J Curr Ophthalmol. 2021 Jul 5;33(2):104-111. doi: 10.4103/joco.joco_134_20. eCollection 2021 Apr-Jun.
To review the diagnostic criteria for Tolosa-Hunt syndrome (THS) and utility of recent modifications.
We searched PubMed for keywords Tolosa Hunt and magnetic resonance imaging. We compared the three editions of International Classification of Headache Disorders and isolated case reports and case series with the assessment of cavernous internal carotid artery (ICA) caliber to find the prevalence of vascular anomalies. We also evaluated cases of THS with the involvement of extracavernous structures and the possible role of idiopathic hypertrophic pachymeningitis (HP). Cases diagnosed falsely as THS were also reviewed for the presence of atypical features and relevance of criterion D. We assessed nonconforming cases (those with normal neuroimaging benign THS) and idiopathic inflammatory orbital pseudotumor (IIPO).
Vascular abnormalities were found in 36.36% of THS cases. Benign THS may also show changes in ICA caliber. Evidence suggestive of idiopathic HP could be found in 57% of cases with the involvement of extracavernous structures, such as facial nerve and pituitary gland. Both THS and IIPO are steroid-responsive pathologies with similar clinical and radiological features. False-positive diagnosis of THS results from early labeling, based solely on clinical features and symptom resolution after steroid therapy.
Benign THS may be a result of limitation of resolution of available neuroimaging technique or early testing. Early and late vascular changes can be seen in both THS and its benign variant; some of them are not innocuous. THS may be considered a type of focal idiopathic HP. IIPO may represent an anterior variant of THS. In the absence of histopathological diagnosis, steroid-induced resolution of symptoms should be confirmed radiologically and followed-up.

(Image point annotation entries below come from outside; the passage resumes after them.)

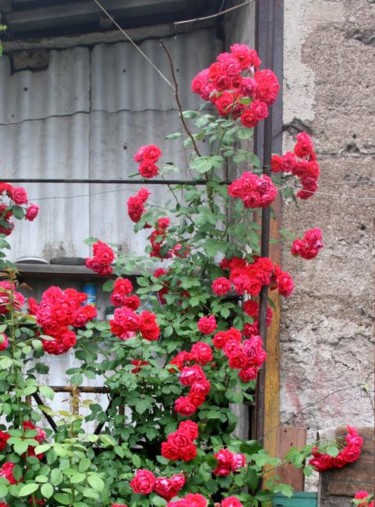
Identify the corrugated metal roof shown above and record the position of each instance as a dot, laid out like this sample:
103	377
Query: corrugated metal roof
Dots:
41	18
85	117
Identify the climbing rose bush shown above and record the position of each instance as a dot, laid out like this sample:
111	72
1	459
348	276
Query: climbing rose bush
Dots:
184	343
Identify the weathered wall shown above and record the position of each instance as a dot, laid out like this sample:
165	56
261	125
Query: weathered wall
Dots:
327	345
84	116
326	341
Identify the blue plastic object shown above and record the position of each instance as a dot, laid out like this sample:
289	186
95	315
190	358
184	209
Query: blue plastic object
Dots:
297	500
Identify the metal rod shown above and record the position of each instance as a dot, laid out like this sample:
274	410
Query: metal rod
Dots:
108	182
265	43
99	428
40	403
81	389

回顾托洛萨-亨特综合征(THS)的诊断标准及近期修订的实用性。
我们在PubMed上搜索关键词“托洛萨 亨特”和“磁共振成像”。我们比较了《国际头痛疾病分类》的三个版本以及孤立病例报告和病例系列,并通过评估海绵窦段颈内动脉(ICA)管径来确定血管异常的发生率。我们还评估了累及海绵窦外结构的THS病例以及特发性肥厚性硬脑膜炎(HP)的可能作用。对被误诊为THS的病例也进行了回顾,以寻找非典型特征的存在情况以及标准D的相关性。我们评估了不符合标准的病例(神经影像学正常的良性THS)和特发性炎性眼眶假瘤(IIPO)。
在36.36%的THS病例中发现了血管异常。良性THS也可能表现出ICA管径的变化。在57%累及海绵窦外结构(如面神经和垂体)的病例中可发现提示特发性HP的证据。THS和IIPO都是对类固醇有反应的疾病,具有相似的临床和放射学特征。THS的假阳性诊断源于仅基于临床特征和类固醇治疗后症状缓解的早期诊断。
良性THS可能是现有神经影像学技术分辨率有限或早期检测的结果。THS及其良性变体均可出现早期和晚期血管变化;其中一些并非无害。THS可能被认为是一种局灶性特发性HP。IIPO可能代表THS的一种前部变体。在缺乏组织病理学诊断的情况下,类固醇诱导的症状缓解应通过影像学确认并进行随访。